Türkiye Cumhuriyeti bu devletlerin sonucusudur.
Kurulduğu günden beri, belli başlı prosedürleri, gelenekleri vardır.
Devlet memuriyeti, basit bir şey değildir.
Polis, Asker, Jandarma, İstihbarat, yani bu devletin güvenlik güçleri, kayıtsız şartsız devlet memuru statüsündedir.
Devletin silahlı güçleridirler.
Sağlık personelini, orman, tarım, ekonomi…
Hepsi ve her şey, bu devletin güvenliği için, bekası için, son dere önemlidir.
Ve hiçbir Allah’ın kulu, elini kolunu sallayarak bu makamlardan birine oturamaz. Oturmamalı!
Düşünsenize, Adalet bakanlığına bağlı bir ceza infaz memuru, DHKP-C üyesi ve yüksek güvenlikli bir cezaevinde görevli?
Ya da bırakın bu kadar uca girmeyi, eskiden torbacılık yapmış birinin CTE memuru olduğunu düşünün?
İçerde neler olup biter acaba?
Geçmişte, kadın satmaktan sabıkalı birinin ahlak şubesinde polis olması nasıl geliyor?
Sübyancılıktan sabıkalı birinin çocuğunuzun sınıf öğretmeni olması?
Sahtecilik suçundan yatmış birinin Noter olarak atanması?
‘Olmaz öyle şey’, dediğinizi duyar gibiyim.
Ama maalesef, maalesef!
Bugün itibariyle gayet mümkün!
Çünkü, kime, neden hizmet ettiği belli olmadığı AYM, bugün itibariyle, “devlet memurluğunda güvenlik sorgulaması, arşiv araştırması” uygulamalarını iptal etti!
Yani, FETÖcü’sü, PKK’lısı, DHKP-C’lisi, zanlısı, elini kolunu sallaya sallaya 657 tabii devlet memuru olabilir, buz gibi.
Bunu AYM ye taşıyan kim?
Tabii ki CHP!
Mademki bu 657 meselesinde değişiklik yapacaktınız da şu tamamen saçma, çoktan devir dışı kalmış, KPPS’yi iptal etse idiniz ya.
Saçma, çünkü, polis olmak isteyen de öğretmen olmak isteyen de, aynı sınava giriyor, aynı sorular ile karşı karşıya kalıyor.
Farkı, puan yüksekliği.
Bu saçmalığı ortadan kaldırsaydınız da her kurum, kendi sınavını, kendi ihtiyacına göre belirleyip, ona göre adaylarını seçse idi.
Lakin, güvenlik soruşturmasını iptal etmek demek, direkt devletin güvenliği ile oynamak demek!
Terörizme kapı aralamak demek.
Bakın ülke içinde terör bitti!
PKK ve tüm yan kuruluşları tasfiye edildi, ediliyor.
Bunlar tarihe geçen şeyler.
Şimdi bu durum, kimin, neresine battı ki, AYM bu kararı aldı?
Bu devletin yargısı, kime hizmet etmekte acaba?
Halk arasında, yargıya güven diye bir şey kalmadı.
Hiç kimse, mahkemelerin, adalet dağıttığına inanmıyor.
Tam tersi, işi yargıya düşenin aklına kara bulutlar çöküyor.
Ne olacak?
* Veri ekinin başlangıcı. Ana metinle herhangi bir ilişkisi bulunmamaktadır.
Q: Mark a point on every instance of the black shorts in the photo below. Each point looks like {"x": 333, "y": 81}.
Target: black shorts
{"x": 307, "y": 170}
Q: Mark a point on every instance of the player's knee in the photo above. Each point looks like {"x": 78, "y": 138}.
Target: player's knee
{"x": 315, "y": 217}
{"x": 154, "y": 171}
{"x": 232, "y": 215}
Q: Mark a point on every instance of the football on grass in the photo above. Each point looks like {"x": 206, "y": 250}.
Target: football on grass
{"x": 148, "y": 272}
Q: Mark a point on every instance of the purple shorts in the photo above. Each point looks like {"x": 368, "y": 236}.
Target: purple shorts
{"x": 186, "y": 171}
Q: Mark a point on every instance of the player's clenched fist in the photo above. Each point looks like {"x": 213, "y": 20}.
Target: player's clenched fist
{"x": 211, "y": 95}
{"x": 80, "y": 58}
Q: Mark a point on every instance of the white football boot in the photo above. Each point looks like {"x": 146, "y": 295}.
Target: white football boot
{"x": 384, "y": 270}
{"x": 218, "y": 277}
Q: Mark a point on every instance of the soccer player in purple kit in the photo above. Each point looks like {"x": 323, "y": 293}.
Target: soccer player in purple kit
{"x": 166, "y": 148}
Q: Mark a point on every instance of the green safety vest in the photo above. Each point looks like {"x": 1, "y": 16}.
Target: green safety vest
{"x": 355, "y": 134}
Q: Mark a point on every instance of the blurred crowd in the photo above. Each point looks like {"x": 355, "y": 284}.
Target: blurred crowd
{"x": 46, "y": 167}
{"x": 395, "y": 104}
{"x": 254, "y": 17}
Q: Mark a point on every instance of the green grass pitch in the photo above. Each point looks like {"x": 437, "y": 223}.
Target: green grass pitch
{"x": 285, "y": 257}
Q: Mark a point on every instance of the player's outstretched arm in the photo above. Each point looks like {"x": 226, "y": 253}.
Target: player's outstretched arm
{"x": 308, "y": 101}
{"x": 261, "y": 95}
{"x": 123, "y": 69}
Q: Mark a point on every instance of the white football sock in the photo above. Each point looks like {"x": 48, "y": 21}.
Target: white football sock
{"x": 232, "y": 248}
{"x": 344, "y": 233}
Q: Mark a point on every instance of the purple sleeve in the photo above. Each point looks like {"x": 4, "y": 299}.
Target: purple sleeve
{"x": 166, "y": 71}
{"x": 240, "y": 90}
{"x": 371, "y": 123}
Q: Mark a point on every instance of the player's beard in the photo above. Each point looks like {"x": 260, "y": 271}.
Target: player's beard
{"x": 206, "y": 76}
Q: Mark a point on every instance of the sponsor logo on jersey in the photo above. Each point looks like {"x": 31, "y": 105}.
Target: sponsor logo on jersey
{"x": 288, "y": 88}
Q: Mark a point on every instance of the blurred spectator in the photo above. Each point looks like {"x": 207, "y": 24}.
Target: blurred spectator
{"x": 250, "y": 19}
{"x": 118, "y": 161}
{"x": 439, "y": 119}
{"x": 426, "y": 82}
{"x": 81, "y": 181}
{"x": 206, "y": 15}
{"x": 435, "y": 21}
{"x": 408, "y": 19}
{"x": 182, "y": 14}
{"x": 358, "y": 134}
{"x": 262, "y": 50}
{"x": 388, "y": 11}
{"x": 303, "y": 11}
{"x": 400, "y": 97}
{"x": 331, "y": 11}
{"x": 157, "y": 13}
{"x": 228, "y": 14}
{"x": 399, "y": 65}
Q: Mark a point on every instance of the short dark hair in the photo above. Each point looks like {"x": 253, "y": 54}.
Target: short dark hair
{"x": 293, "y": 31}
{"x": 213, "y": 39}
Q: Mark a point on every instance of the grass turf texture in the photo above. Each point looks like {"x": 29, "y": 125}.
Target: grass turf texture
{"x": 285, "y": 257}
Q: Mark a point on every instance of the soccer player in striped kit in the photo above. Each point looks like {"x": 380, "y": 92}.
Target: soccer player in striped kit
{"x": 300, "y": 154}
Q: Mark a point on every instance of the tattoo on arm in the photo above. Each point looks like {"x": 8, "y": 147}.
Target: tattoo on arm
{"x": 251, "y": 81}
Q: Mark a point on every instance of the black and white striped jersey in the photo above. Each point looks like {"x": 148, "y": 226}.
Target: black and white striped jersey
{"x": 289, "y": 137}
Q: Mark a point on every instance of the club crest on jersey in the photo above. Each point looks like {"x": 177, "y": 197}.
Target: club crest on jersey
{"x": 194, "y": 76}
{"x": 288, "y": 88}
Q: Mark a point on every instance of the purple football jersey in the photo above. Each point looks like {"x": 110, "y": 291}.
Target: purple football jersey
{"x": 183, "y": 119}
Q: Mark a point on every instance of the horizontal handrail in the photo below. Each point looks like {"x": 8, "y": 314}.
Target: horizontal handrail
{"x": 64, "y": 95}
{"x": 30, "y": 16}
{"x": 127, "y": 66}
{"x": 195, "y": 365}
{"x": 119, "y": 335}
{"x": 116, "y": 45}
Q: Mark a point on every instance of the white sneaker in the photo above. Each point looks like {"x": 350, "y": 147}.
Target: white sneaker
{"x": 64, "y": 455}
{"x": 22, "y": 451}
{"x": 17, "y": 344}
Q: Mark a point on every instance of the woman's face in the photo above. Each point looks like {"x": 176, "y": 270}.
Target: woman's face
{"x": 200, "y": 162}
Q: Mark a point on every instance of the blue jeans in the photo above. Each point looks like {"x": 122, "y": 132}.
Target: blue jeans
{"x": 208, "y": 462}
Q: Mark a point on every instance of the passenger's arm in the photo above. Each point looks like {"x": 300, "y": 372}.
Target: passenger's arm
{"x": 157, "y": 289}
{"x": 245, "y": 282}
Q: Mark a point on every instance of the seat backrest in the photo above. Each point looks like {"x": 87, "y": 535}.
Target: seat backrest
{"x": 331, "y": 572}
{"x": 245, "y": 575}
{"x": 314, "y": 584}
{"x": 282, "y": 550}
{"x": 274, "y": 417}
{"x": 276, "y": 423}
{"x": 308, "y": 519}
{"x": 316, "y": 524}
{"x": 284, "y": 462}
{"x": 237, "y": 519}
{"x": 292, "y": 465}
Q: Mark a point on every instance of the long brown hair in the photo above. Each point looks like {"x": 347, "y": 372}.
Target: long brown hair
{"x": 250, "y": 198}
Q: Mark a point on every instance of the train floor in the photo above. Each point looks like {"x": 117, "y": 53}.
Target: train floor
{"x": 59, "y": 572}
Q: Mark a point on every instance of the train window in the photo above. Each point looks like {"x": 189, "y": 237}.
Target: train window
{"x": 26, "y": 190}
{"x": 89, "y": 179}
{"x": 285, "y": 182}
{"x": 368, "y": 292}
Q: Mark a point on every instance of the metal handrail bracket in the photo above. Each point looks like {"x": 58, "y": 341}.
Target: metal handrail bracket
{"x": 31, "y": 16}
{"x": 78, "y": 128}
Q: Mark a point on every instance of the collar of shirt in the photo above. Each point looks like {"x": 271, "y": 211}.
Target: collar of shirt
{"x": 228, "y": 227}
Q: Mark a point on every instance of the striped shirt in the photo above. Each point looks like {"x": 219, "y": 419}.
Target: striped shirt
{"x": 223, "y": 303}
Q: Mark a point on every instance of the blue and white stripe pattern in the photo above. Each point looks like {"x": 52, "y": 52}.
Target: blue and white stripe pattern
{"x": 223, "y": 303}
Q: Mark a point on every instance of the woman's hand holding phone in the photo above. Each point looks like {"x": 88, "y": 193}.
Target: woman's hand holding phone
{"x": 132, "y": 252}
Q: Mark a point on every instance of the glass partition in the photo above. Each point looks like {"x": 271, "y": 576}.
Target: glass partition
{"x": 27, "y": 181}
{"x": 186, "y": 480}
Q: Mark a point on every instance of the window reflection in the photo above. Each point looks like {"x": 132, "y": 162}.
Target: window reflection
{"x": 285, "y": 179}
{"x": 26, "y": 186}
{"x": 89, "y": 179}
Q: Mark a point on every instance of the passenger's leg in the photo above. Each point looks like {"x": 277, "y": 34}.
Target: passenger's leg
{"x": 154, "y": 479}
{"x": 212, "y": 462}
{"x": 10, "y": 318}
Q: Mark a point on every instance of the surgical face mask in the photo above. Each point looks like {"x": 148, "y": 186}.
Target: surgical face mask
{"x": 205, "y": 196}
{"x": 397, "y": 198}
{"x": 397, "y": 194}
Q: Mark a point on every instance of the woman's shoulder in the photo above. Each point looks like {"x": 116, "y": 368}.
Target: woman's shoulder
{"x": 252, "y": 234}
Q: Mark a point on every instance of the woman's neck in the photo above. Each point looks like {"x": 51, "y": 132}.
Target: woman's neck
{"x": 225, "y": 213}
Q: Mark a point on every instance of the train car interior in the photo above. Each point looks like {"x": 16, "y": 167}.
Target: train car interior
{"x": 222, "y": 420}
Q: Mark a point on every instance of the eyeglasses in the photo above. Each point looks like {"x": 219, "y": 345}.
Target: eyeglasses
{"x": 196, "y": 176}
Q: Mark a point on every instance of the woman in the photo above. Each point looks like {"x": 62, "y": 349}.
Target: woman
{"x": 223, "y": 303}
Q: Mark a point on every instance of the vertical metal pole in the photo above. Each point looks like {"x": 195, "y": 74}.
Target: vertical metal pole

Ne kadar sürecek?
Haklı olmak ile haklı çıkmak, bu ülkede artık aynı şeyler değiller.
Hangi avukat, davayı gören hakimle daha kanki ise davayı o kazanıyor.
Eskiden de bugün de mübaşiri “görmezsen” sıran gelir de ne zaman gelir, işte o muamma!
Bu basit işte bile, torpil, rüşvet olmadan, olmuyorsa, gerisini varın siz düşünün.
Ve zengin olmayan, “dayısı” olmayan vatandaşı düşünün?
Çünkü onlar düşünüyorlar, kara, kara!
Peki, adalet sistemine güvenemeyen, yargıya güvenemeyen vatandaş kime güvenecek?
Kime dersini anlatacak?
Kimden derman bekleyecek?
Bu hususta, AYM üyelerini seçip yerleştirenler de başlarını ellerinin aralarına alıp düşünsünler.
Kimi, nereye yerleştirdik diye.
Bu iptal kararı, böyle bırakılacak bir karar değildir, olamaz.
Değerli büyüğümün de dediği gibi: Bu kararı esefle kınıyorum!